Image by Michal Jarmoluk from Pixabay

Lean canvas is a one-page  business model that encapsulates the most important aspects of your business. This is a very fast and handy way to layout  an idea into a complete business model and work on the idea with a lean approach.  According to Ash Maurya the author of the book Running Lean, I have arranged the order in which the lean canvas should be filled. This way the process of filling the canvas is streamlined.

Customer Segments

Customer segments are  the most important section in a lean canvas since lean business takes an analytics-based customer first approach. When I say customers, it refers to the users who make  revenue. However, this customer segments section should not only list customers (users who make  revenue) but also users. Try to list them all out in this segment. Once you list out your customer segments, list out your early adopters by the end of this section. Early adopters are the users who you get to your platform or sell your product to in the early days of your startup.

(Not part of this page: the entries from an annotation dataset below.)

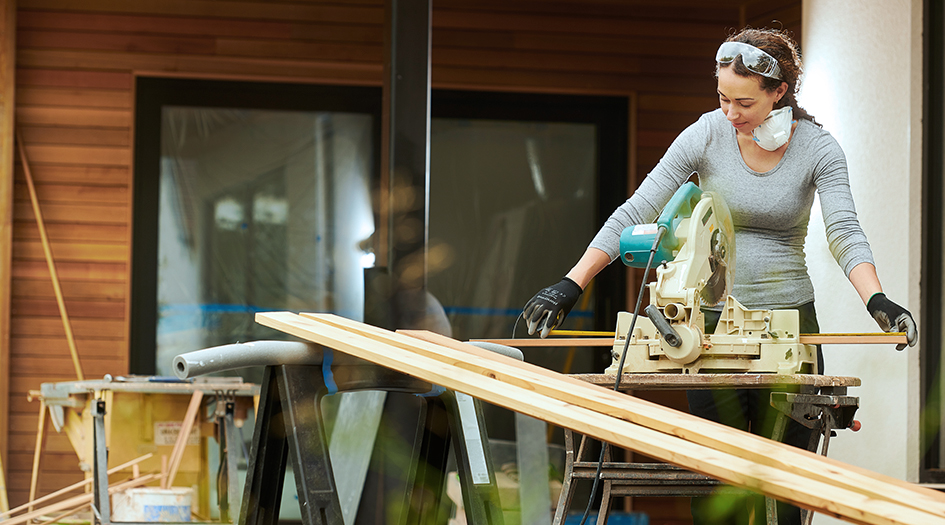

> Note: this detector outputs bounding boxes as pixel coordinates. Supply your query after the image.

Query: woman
[523,29,916,524]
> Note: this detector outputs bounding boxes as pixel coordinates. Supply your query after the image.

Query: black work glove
[866,292,917,350]
[522,277,584,339]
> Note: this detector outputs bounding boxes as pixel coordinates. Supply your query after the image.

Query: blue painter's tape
[322,348,338,395]
[414,385,446,397]
[142,505,190,522]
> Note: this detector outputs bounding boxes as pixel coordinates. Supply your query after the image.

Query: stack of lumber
[256,312,945,525]
[0,454,162,525]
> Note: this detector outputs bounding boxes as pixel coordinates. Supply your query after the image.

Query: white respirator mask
[751,106,794,151]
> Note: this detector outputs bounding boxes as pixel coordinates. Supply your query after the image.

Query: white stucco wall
[800,0,922,524]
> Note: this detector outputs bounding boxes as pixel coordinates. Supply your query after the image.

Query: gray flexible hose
[174,341,322,379]
[174,341,524,379]
[467,341,525,361]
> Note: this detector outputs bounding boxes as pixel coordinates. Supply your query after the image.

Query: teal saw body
[607,183,817,374]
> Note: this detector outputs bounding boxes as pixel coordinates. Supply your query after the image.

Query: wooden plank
[432,65,716,96]
[17,28,214,55]
[215,38,384,63]
[257,313,945,525]
[303,314,945,514]
[16,69,134,89]
[10,337,127,360]
[434,0,739,23]
[20,126,131,148]
[20,144,131,166]
[12,279,127,301]
[13,261,128,283]
[432,9,726,42]
[13,203,131,224]
[161,390,204,489]
[14,182,131,205]
[20,0,384,24]
[13,297,125,319]
[433,28,718,58]
[10,432,75,455]
[18,9,293,38]
[17,164,131,187]
[10,350,118,379]
[432,47,705,75]
[10,315,128,336]
[570,374,860,391]
[16,106,131,129]
[5,474,158,525]
[473,332,907,347]
[0,0,17,500]
[13,129,85,378]
[17,49,383,85]
[16,86,132,109]
[14,222,128,243]
[13,241,129,262]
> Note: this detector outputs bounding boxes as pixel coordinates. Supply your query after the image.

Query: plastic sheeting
[156,107,374,375]
[428,119,599,339]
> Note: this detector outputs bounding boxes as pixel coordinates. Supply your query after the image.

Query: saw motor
[607,182,817,374]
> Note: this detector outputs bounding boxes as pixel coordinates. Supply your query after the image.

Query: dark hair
[715,28,820,126]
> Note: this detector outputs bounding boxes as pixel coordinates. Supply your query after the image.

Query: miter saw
[607,182,817,374]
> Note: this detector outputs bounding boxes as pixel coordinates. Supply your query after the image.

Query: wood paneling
[5,0,800,510]
[0,0,16,484]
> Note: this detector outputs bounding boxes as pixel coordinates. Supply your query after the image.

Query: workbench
[32,376,259,522]
[553,374,860,525]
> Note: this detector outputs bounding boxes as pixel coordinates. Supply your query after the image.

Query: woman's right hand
[522,277,584,339]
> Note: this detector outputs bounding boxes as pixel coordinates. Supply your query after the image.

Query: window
[131,78,380,375]
[919,1,945,483]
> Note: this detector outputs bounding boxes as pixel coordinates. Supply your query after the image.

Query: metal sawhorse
[553,374,860,525]
[174,341,522,525]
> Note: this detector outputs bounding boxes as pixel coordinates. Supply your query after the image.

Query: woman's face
[719,67,787,135]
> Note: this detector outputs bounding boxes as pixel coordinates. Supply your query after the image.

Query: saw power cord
[580,226,666,525]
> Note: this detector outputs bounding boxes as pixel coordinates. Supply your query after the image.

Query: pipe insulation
[174,341,324,379]
[174,341,524,379]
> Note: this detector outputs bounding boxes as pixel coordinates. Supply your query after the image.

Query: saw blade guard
[701,191,735,306]
[620,182,702,268]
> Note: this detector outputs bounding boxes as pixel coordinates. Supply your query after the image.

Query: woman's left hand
[866,292,918,350]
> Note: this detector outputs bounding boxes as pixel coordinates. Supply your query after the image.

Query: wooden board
[473,332,908,348]
[314,314,932,510]
[257,313,945,524]
[571,374,860,390]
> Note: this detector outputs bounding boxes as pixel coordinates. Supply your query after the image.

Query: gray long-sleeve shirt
[590,110,873,308]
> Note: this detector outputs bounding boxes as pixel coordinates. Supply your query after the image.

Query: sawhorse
[553,374,859,525]
[175,342,522,525]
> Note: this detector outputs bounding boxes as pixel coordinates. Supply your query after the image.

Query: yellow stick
[28,399,46,512]
[0,452,154,518]
[16,130,85,381]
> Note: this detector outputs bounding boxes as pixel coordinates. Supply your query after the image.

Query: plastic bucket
[112,487,194,523]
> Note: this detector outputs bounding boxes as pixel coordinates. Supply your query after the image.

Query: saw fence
[256,312,945,525]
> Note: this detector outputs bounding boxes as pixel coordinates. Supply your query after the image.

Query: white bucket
[112,487,194,522]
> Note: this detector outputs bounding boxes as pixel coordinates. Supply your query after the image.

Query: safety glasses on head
[715,42,781,80]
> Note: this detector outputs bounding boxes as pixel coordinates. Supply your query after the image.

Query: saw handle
[643,304,682,348]
[656,182,702,250]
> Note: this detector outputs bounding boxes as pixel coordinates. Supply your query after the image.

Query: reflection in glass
[156,107,374,375]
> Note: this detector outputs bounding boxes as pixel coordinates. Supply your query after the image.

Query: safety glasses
[715,42,781,80]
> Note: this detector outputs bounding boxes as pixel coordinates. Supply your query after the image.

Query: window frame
[129,80,630,375]
[128,76,382,375]
[918,0,945,483]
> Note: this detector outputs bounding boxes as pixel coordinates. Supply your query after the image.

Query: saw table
[553,374,860,525]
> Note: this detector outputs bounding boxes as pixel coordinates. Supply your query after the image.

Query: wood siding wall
[6,0,801,505]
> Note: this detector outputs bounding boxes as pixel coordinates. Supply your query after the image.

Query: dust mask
[751,106,794,151]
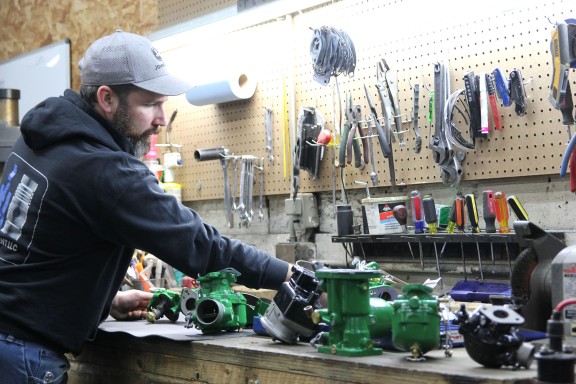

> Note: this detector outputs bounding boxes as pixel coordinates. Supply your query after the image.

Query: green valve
[312,269,394,356]
[146,288,181,323]
[392,284,440,360]
[181,268,247,334]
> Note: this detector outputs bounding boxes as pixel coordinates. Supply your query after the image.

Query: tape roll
[194,147,228,161]
[186,72,256,106]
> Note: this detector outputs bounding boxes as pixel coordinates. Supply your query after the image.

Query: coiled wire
[310,26,356,85]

Every business revolves around a problem. After listing out your customer segments, you have to list about 3 problems you are going to solve for your customers. These problems should be critical enough problems for your customers that they are willing to pay to get them solved. The reason to list multiple problems is to eventually select the most critical problem after doing market research. After listing the problems, list the ways these problems are currently solved by your customers. These solutions can be your potential competitors or homegrown solutions.

Revenue Streams

A business without revenue or cash flow is just a hobby in my opinion. Even if your business is non-profit, you still need to make revenue to pay operational costs. List the ways in which your business will make revenue. There can be multiple revenue streams. For an example if your product is a social networking platform, you can make ad revenue and revenue from selling premium subscriptions. List out all the main revenue sources your business will have.

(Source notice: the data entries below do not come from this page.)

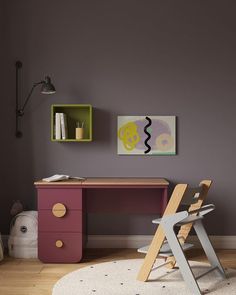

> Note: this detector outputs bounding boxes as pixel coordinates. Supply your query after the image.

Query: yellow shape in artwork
[118,122,140,151]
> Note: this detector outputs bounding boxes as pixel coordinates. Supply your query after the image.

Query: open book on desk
[42,174,85,182]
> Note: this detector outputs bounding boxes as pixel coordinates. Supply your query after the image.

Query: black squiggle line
[144,117,152,154]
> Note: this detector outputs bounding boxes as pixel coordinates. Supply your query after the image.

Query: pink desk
[35,178,169,263]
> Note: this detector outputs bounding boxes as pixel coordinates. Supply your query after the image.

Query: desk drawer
[38,188,82,210]
[38,210,83,233]
[38,232,82,263]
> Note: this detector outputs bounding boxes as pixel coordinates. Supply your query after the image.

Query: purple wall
[0,0,236,235]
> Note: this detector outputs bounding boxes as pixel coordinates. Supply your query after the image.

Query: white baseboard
[2,235,236,249]
[87,235,236,249]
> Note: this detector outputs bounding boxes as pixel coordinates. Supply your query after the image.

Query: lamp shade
[41,76,56,94]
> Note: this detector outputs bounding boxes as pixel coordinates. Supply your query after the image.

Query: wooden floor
[0,249,236,295]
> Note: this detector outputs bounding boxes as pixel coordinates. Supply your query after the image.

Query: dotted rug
[52,259,236,295]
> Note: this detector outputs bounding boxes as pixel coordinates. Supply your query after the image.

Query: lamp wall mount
[15,60,56,138]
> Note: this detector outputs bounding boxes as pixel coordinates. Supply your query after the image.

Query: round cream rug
[52,259,236,295]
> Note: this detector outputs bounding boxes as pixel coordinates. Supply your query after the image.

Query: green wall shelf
[51,104,92,142]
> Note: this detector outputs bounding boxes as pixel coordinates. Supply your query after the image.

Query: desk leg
[161,187,168,216]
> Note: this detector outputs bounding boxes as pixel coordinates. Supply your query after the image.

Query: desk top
[34,177,169,188]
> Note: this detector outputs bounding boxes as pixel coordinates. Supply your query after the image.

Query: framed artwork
[117,116,176,155]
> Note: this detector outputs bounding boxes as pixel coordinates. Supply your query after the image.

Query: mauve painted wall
[0,0,236,235]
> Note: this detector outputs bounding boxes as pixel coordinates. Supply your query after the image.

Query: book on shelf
[60,113,68,139]
[55,113,68,140]
[42,174,85,182]
[55,113,61,139]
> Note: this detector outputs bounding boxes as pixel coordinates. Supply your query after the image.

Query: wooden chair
[137,180,225,295]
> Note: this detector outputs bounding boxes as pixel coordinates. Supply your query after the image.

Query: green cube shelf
[51,104,92,142]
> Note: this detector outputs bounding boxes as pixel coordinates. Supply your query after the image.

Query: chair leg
[137,226,165,282]
[165,227,202,295]
[193,220,226,278]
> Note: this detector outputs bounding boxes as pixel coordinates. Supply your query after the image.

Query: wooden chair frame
[137,180,212,282]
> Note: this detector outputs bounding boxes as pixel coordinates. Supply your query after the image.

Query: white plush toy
[8,211,38,258]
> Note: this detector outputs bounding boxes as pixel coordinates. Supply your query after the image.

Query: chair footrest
[137,243,194,257]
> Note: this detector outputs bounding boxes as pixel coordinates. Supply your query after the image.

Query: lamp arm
[17,81,44,116]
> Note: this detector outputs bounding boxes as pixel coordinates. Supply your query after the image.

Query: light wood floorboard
[0,249,236,295]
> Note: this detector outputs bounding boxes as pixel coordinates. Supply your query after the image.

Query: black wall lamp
[15,61,56,138]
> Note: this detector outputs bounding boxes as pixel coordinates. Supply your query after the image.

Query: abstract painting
[117,116,176,155]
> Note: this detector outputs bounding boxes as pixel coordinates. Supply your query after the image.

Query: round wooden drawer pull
[56,240,63,248]
[52,203,66,217]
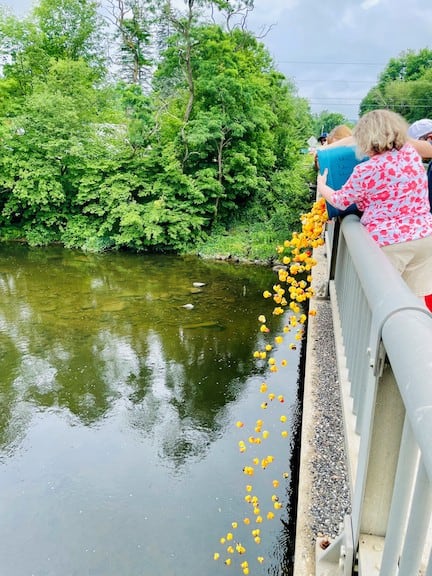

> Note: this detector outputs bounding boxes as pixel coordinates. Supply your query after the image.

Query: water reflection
[0,245,297,576]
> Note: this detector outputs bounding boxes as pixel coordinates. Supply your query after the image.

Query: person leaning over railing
[317,110,432,310]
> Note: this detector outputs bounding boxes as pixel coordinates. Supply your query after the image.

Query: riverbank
[294,241,350,576]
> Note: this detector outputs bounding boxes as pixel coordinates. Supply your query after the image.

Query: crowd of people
[315,110,432,311]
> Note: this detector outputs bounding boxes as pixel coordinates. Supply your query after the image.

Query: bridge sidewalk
[294,246,350,576]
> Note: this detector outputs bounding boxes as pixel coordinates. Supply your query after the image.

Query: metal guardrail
[316,216,432,576]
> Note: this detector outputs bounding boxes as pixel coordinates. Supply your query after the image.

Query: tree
[104,0,157,88]
[360,48,432,122]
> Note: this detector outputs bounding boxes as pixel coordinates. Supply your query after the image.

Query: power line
[277,59,388,67]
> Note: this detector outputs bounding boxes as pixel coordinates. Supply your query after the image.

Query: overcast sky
[0,0,432,120]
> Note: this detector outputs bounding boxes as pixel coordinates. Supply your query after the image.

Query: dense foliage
[360,48,432,123]
[0,0,313,251]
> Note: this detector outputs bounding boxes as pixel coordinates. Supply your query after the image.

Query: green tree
[360,48,432,122]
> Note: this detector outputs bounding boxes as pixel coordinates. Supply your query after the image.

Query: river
[0,244,301,576]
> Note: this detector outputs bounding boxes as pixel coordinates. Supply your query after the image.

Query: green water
[0,245,300,576]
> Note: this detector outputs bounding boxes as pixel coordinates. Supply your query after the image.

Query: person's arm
[408,138,432,159]
[326,136,356,148]
[317,168,334,205]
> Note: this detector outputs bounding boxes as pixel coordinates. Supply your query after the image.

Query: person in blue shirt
[408,118,432,212]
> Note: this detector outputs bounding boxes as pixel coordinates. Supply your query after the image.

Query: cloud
[360,0,381,10]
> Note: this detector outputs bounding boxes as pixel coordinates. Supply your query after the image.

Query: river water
[0,244,301,576]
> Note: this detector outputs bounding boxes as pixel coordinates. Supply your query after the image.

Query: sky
[0,0,432,120]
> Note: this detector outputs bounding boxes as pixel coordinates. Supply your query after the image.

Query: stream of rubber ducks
[213,198,328,576]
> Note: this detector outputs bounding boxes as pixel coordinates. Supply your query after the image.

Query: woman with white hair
[317,110,432,310]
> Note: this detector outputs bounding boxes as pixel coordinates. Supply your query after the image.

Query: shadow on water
[0,245,299,576]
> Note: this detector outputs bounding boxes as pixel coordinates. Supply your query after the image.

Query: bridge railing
[316,216,432,576]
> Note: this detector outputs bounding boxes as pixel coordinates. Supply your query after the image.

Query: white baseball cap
[408,118,432,140]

Now you have listed about 3 problems your customers have, it is time to list out the solutions for them. This section is basically to lay out your “idea”. Outline your solutions for each problem in a detailed manner.

Figure: Lean Canvas

Unique Value Proposition (UVP)

The unique value proposition or the UVP is the first thing you see when opening up a landing page of an online business. It is a short, simple, clear message explaining what your business is and what it provides for the target customer segment. This statement should have the ability to convert a visitor to your website into a potential customer.

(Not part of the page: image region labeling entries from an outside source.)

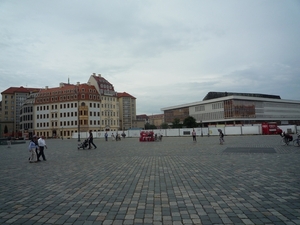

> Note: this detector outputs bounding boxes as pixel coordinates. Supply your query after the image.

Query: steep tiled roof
[117,92,136,99]
[1,86,42,94]
[93,75,116,96]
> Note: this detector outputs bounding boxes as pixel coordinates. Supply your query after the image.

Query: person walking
[89,130,97,149]
[111,133,115,141]
[218,129,224,145]
[7,136,11,148]
[28,136,39,163]
[192,129,197,142]
[37,136,47,161]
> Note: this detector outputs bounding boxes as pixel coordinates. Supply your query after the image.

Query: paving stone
[0,136,300,225]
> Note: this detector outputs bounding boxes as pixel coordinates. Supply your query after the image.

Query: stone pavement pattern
[0,136,300,225]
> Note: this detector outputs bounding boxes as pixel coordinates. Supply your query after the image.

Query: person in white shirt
[37,136,47,161]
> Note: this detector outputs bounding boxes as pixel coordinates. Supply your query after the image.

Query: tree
[160,123,169,129]
[183,116,198,128]
[172,118,182,128]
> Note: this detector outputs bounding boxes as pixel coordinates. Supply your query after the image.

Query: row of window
[35,120,118,128]
[36,94,100,103]
[38,88,96,96]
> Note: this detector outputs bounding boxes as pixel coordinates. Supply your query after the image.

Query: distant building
[161,92,300,125]
[148,114,164,128]
[0,73,138,138]
[117,92,136,130]
[0,86,40,137]
[33,83,101,138]
[88,73,120,131]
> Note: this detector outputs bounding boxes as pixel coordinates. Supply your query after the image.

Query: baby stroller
[78,139,89,149]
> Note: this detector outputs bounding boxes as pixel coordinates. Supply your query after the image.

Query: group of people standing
[28,136,47,163]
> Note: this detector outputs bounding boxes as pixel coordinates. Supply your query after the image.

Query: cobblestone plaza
[0,136,300,225]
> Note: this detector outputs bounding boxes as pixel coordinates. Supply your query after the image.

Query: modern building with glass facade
[161,92,300,126]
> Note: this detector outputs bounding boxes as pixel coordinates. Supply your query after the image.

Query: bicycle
[293,134,300,147]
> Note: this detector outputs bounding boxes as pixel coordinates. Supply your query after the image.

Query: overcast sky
[0,0,300,115]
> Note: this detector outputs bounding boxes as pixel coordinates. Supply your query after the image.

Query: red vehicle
[262,122,282,135]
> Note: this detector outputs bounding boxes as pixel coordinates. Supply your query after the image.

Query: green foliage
[183,116,198,128]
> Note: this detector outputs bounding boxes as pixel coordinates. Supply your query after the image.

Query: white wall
[72,124,300,139]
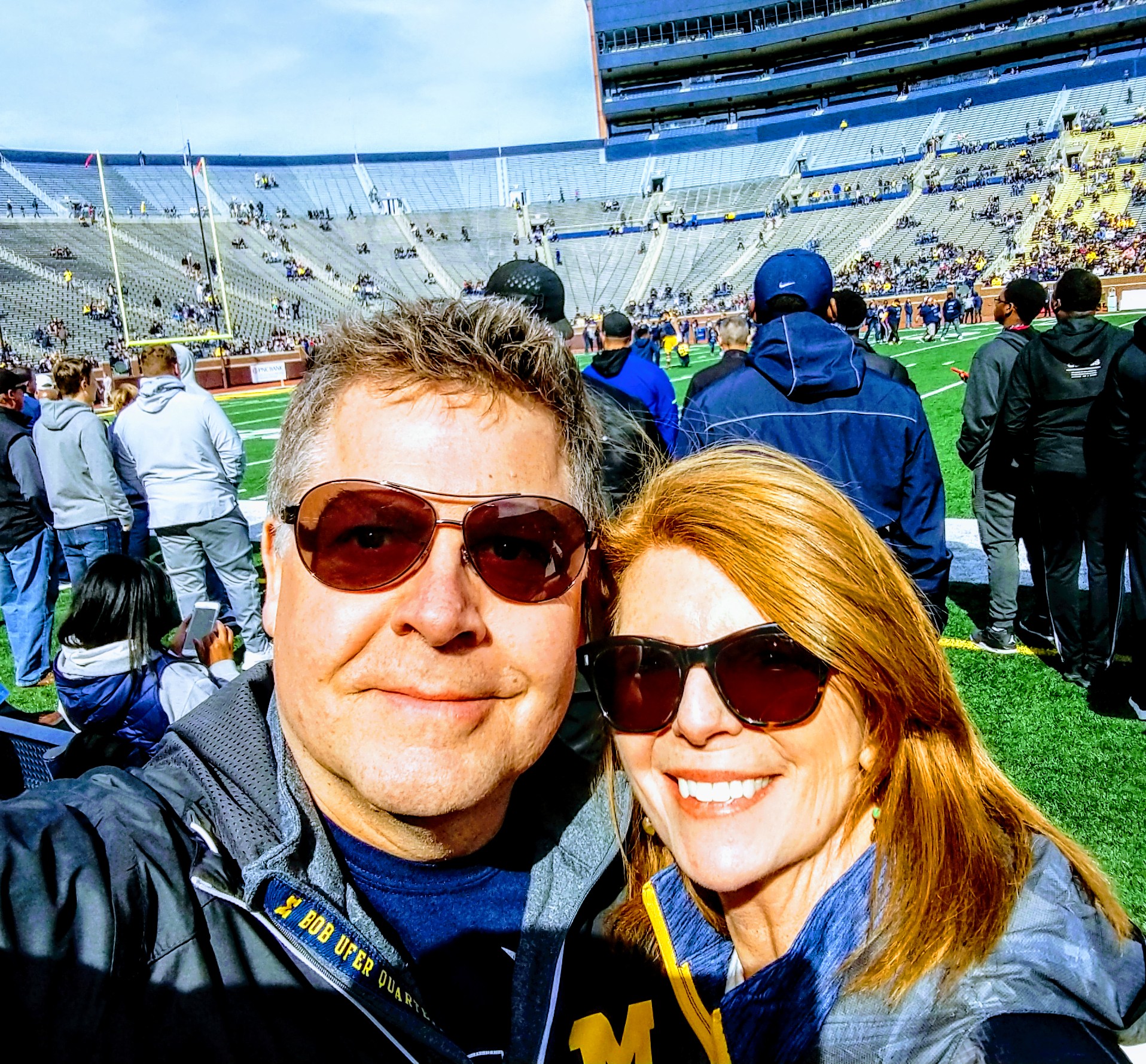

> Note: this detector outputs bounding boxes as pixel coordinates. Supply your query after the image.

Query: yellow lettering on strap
[569,1001,653,1064]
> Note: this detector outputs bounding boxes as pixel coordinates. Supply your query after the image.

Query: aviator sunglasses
[578,625,831,733]
[282,480,592,602]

Channels are very important to any business. These are the methods your business use to distribute your product to customers, the ways in which people get to know about your product. These can be online advertisements, SEO, social media, cold calling and so on. List the most effective channels that will work for your business based on its type and customer base. I would like to recommend the book Traction by Gabriel Weinber. This book explains the importance of distribution channels for the success of a startup and a method to find the best channels for your business.

Key Metrics

Key metrics are the numbers and insights that tells you about your business growth. A very important precaution is to pick actionable metrics as your key metrics instead of vanity metrics. Vanity metrics are overall growth numbers. These are the metrics that always goes up over time. For example the total number of users or total number of downloads will never decrease over time and will not give you insight on what impact your business decisions made. On the other hand actionable metrics such as downloads per week or user growth percentage each month will give you metrics that you can compare with previous numbers and find correlations with the business decisions you made within that period of time.

Cost Structure

This section is to list all the operational and other costs your business will have at least in its early stages. This will include the cost of building the product, hosting fees, marketing costs and other. It is very important to be thoughtful and honest about the expenses you will have on your business because if the costs outweigh the revenue, the business model won’t work.

Unfair Advantage

Unfair advantage is a section many get confused about. An unfair advantage should be something very unique you and your team have that cannot be duplicated by a competitor. For an example if you have a patent for your product or you are connected with a private network which you can use to easily approach your customers, it can be considered as an unfair advantage.  It is okay to have this section empty if you do not have something very unique to differentiate yourself from another who works on the same business idea.


Try to fill as much as you can on your lean canvas. Once you have it filled, consult with your mentor, a business adviser or someone who has knowledge about the industry of your business to see if all parts of your business model make sense. I will have a new blog post soon going over a case study on filling a lean canvas for an actual business.